The heart of SAP’s big data platform is SAP HANA. At its core SAP HANA provides an in-memory, columnar, distributed database architecture designed to handle massive datasets. Since the SAP HANA database resides entirely in-memory all the time, additional complex calculations, functions, and data-intensive operations can happen on the data directly in the database, without requiring time-consuming and costly aggregations.
SAP IQ was the ﬁrst commercial column store, which is designed to scale to petabyte scale database size. While it is not in-memory like SAP HANA, it has excellent performance characteristics with a rich SQL layer, patented indexing, and a disk-backed store. SAP IQ and SAP HANA are integrated to work well together through smart data access, which allows remote tables to be queried as though they were local tables. This provides real-time analytics along with data scalability. Smart data access in eﬀect creates a logical data warehouse.
In essence, SAP HANA smart data access enables the creation of a logical data warehouse, where data in HANA, IQ, and Hadoop can be mapped at a higher level, freeing the analyst from understanding exactly where in the landscape, the data resides.

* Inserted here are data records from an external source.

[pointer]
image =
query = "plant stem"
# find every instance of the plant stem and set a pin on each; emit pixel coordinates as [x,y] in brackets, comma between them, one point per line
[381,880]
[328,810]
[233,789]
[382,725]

This solution ampliﬁes the value of big data across your data fabric by enabling working with data sets stored in a variety of places including Hadoop.
SAP HANA can access data in other data sources such as Hadoop to extend the reach of its processing power. Hadoop provides vast and ﬂexible storage for data objects, independent of their structure and size. Hadoop is perfectly positioned to store the very large data sets that are too big to ﬁt into memory and that require a preprocessing step before they can be easily analyzed. By connecting SAP HANA to Hadoop, you can run jobs in Hadoop that load information into HANA and then provide super-fast ﬁnal analysis.

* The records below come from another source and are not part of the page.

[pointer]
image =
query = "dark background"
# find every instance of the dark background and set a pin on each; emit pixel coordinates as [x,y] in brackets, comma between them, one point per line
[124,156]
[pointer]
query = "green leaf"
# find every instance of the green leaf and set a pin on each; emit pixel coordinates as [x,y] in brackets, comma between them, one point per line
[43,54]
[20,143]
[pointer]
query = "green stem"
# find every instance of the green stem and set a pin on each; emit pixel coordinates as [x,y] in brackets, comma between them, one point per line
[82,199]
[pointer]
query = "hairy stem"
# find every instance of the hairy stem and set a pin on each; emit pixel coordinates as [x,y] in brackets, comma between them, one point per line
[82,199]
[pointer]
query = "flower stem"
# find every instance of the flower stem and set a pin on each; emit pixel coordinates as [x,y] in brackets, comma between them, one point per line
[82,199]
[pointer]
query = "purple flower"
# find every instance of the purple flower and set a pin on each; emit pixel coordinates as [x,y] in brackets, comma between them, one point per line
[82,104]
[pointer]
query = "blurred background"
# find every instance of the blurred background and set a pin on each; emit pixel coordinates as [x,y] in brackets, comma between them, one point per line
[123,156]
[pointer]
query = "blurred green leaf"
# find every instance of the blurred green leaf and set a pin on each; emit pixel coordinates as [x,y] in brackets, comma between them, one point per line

When you put SAP HANA, SAP IQ, and Hadoop together, you have three data processing domains with diﬀerent strengths that combine to form a big data processing backbone. Together, these three components provide real-time capabilities along with extreme scale. Data can be processed with the appropriate technology depending on its characteristics — hot data in HANA, warm data in IQ, and a vast data lake in Hadoop — where data can be stored, processed, and aggregated without constraints on size, format, or cleanliness.
SAP Data Services is a sophisticated ETL and text processing tool, and ESP that can capture streaming sources of machine generated data. SAP BW is a rich data warehouse layer on top of SAP HANA. SAP BusinessObjects BI universes can pull Hadoop and database sources together to serve up information to business applications. All of this technology works together to bring big data into the enterprise (see Figure 3).

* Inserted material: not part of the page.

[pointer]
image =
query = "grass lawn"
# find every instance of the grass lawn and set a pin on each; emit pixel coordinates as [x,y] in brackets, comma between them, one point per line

SAP® Event Stream Processor (SAP ESP) is a mature and high throughput complex event processing engine that allows for integration of real-time data streams into the big data environment. It is a key tool for building real-time applications that help to formulate a response to real-time data.
Figure 3 : SAP HANA architecture in the context of big data.
The World’s Biggest, Big Data Database
In early 2014, SAP generated a new world record for the world’s largest data warehouse using the SAP HANA® platform and SAP® IQ software. This independently audited 12.1PB data warehouse has been recognized by Guinness World Records, and is four times larger than the prior record.
This new world record demonstrates the ability of SAP HANA and SAP IQ to eﬃciently handle extreme-scale enterprise data warehouse and Big Data analytics. SAP and its partners had previously set a world record for loading and indexing Big Data at 34.3 Terabytes per hour.
SAP’s big data technology simpliﬁes the IT landscape. SAP HANA provides speed for dealing with big data in real-time. It can also speed up traditional enterprise data warehouse applications, putting them on steroids. The complementary nature of SAP HANA, SAP IQ, and Hadoop supports every big data use case, whether it’s driven by BI analysts, data scientists, or IT seeking to help big data inform the real-time enterprise.